Truckers teach Transport boss a thing or two about trucking

 

TORONTO – – An earful.

That’s what Canada’s Public Safety Minister Vic Toews got when he met face-to-face with an a-team representing the Canadian Trucking Industry earlier this week. 

The 18-wheel summit took place at the Toronto headquarters of the Canadian Trucking Alliance (CTA) and about a dozen carriers and drivers showed up in person while another 25 looped in via the web to express their views to the senior minister.

Topping the agenda: Cargo crime and the necessity for law-enforcement officials to treat it with more gravity. 

“While the trucking industry has made substantial investments in security programs and policies, organized criminals are not deterred,” CTA President and CEO David Bradley said.

“In the absence of a greater enforcement effort and penalties, the return from cargo crime is seen as far outweighing the risk by many criminals.”

The industry is calling for increased enforcement resources to be allocated to the problem and for the courts to get tougher with penalties, especially the government’s new “tough on crime” legislation.

CTA noted that organized crime syndicates are playing an increasing role in cargo crimes.

“We hope to raise awareness of the scope and seriousness of cargo crime,” Bradley said, “…of its true costs to my industry, to the supply chain and to the Canadian economy as a whole to provide you and us with the legal framework, the tools and the resources to take this increasingly lucrative and violent crime on and to apprehend and convict, with appropriate sentences, the organized crime syndicates and other criminals that perpetrate these crimes.”

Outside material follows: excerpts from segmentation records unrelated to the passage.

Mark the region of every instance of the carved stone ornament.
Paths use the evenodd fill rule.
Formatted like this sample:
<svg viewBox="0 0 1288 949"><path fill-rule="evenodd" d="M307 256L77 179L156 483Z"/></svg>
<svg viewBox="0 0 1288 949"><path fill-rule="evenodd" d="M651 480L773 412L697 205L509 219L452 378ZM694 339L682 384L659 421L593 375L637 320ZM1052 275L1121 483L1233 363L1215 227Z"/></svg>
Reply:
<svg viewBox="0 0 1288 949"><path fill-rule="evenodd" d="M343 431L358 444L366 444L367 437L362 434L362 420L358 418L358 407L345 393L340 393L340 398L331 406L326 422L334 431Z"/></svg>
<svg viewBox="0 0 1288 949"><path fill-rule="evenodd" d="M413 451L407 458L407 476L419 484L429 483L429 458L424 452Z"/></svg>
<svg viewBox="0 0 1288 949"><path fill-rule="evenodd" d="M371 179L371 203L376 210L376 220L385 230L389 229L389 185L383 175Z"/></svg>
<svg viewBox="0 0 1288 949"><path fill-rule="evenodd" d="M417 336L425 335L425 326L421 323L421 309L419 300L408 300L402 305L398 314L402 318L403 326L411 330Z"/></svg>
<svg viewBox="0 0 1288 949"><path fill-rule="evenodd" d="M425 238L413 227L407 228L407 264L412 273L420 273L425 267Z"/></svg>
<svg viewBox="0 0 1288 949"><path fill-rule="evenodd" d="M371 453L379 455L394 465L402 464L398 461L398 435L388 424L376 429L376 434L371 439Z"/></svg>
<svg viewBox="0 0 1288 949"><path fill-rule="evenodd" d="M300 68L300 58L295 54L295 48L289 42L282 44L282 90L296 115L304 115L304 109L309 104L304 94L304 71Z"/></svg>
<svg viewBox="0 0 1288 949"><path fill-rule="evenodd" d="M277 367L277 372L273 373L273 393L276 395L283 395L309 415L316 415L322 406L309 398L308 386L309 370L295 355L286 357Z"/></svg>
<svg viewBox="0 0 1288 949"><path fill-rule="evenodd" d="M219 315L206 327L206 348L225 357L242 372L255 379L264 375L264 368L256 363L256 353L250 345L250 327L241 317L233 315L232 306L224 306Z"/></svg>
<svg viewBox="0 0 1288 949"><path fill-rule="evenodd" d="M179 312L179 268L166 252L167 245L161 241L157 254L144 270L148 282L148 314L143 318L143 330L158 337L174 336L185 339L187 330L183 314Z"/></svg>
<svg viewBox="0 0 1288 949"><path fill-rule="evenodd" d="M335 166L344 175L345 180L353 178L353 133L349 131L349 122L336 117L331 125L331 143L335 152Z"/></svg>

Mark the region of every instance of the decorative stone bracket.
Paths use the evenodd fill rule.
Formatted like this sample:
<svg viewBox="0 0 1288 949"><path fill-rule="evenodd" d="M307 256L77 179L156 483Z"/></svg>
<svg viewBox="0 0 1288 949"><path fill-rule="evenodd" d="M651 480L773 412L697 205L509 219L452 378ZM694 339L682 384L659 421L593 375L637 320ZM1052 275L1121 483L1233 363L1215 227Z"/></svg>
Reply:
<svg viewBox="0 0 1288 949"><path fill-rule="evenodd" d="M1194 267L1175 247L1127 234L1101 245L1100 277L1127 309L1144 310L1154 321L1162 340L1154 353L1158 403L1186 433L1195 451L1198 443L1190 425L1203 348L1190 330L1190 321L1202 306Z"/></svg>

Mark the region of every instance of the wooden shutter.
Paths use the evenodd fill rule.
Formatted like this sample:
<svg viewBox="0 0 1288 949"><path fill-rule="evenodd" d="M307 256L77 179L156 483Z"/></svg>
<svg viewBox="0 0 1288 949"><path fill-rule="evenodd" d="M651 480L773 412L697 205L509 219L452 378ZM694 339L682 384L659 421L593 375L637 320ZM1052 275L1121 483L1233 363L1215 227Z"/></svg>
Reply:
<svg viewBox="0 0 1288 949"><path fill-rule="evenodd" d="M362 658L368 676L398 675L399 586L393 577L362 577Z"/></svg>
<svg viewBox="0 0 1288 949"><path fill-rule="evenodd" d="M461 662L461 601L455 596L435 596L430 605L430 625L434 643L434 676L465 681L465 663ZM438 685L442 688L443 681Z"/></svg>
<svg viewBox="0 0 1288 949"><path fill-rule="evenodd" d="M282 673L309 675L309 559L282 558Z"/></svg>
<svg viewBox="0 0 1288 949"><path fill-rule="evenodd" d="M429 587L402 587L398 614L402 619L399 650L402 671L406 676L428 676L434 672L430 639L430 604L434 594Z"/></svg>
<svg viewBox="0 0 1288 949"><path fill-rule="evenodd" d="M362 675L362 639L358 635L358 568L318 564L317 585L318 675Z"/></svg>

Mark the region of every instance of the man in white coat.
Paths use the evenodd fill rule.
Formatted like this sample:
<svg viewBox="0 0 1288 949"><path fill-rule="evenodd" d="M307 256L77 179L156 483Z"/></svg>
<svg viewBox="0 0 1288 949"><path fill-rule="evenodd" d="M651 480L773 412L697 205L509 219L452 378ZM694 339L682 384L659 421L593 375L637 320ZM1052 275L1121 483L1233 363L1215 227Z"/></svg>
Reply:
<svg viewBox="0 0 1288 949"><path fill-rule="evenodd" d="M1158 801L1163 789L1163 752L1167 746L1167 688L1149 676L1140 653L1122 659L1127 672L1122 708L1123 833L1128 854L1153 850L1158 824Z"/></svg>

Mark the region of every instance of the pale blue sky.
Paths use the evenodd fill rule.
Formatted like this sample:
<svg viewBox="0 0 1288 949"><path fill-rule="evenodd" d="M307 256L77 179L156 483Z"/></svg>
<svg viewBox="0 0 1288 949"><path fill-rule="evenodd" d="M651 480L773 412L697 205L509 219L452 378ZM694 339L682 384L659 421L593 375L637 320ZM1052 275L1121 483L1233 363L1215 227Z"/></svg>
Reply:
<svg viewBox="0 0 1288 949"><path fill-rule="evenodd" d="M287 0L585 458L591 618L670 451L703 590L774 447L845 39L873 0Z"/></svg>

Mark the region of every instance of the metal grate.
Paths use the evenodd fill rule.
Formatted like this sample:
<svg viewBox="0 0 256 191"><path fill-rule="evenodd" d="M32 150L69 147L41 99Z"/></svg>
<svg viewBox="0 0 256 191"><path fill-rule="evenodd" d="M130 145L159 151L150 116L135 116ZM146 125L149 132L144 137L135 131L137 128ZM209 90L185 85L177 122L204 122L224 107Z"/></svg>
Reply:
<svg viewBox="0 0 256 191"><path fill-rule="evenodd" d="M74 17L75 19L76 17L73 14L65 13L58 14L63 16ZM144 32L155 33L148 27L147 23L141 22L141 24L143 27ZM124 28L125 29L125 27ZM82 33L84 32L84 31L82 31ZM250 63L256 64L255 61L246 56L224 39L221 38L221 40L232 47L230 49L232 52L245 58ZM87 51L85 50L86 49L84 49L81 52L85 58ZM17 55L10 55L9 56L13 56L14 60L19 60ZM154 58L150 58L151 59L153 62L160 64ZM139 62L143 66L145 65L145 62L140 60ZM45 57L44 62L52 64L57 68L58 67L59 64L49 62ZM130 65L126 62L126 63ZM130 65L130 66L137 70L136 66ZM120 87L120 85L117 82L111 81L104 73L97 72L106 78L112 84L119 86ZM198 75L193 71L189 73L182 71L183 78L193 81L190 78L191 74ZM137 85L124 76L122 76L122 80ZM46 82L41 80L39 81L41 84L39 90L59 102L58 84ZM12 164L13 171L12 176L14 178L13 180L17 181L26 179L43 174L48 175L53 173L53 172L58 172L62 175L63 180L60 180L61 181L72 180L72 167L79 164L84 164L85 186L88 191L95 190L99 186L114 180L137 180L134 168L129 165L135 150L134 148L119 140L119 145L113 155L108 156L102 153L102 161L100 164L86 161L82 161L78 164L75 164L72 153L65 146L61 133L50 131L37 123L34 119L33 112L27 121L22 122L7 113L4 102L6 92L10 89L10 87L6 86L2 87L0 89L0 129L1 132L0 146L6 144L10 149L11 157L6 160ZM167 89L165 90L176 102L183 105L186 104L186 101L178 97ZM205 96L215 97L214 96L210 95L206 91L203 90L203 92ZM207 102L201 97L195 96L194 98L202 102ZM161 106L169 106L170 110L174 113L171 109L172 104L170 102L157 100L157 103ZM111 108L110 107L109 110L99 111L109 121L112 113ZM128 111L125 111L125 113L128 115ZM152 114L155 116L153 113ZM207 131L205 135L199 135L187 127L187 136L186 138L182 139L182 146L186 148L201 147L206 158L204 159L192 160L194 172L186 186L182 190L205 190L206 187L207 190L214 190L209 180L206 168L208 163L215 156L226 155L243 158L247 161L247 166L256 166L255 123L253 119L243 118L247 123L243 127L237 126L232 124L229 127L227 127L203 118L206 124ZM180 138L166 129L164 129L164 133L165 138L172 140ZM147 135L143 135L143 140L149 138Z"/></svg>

The CTA hopes this week’s meeting will contribute not only to a better mutual understanding of each other’s concerns and actions but that it will feed directly into both the Regulatory Cooperation Council and the Beyond the Border Working Group — two consultative bodies formed after Prime Minister Harper’s and President Obama’s announcement of negotiations aimed at reaching an agreement on a joint perimeter security strategy.

Other issues raised such topics in-transit movements, re-positioning of foreign empty trailers, true mutual recognition of the trusted trader programs PIP and C-TPAT, due process and appeals for trusted traders, flexibility in the application of FAST lane policies, integration between CBSA and other departments, infrastructure investments and the utilization of existing technologies to expedite legitimate traffic flows.  

 In an official statement after the meeting, Bradley said the meeting gave the minister a chance to hear first-hand accounts from people most impacted by the current situation at the border and by cargo crime as well as the opportunity to inform the industry about what projects his government has already taken or is contemplating.

Commented Bradley: “We are delighted the minister took the time to come and visit with the industry directly. There’s nothing like hearing for himself about the issues the people that live and breathe the border daily are encountering.”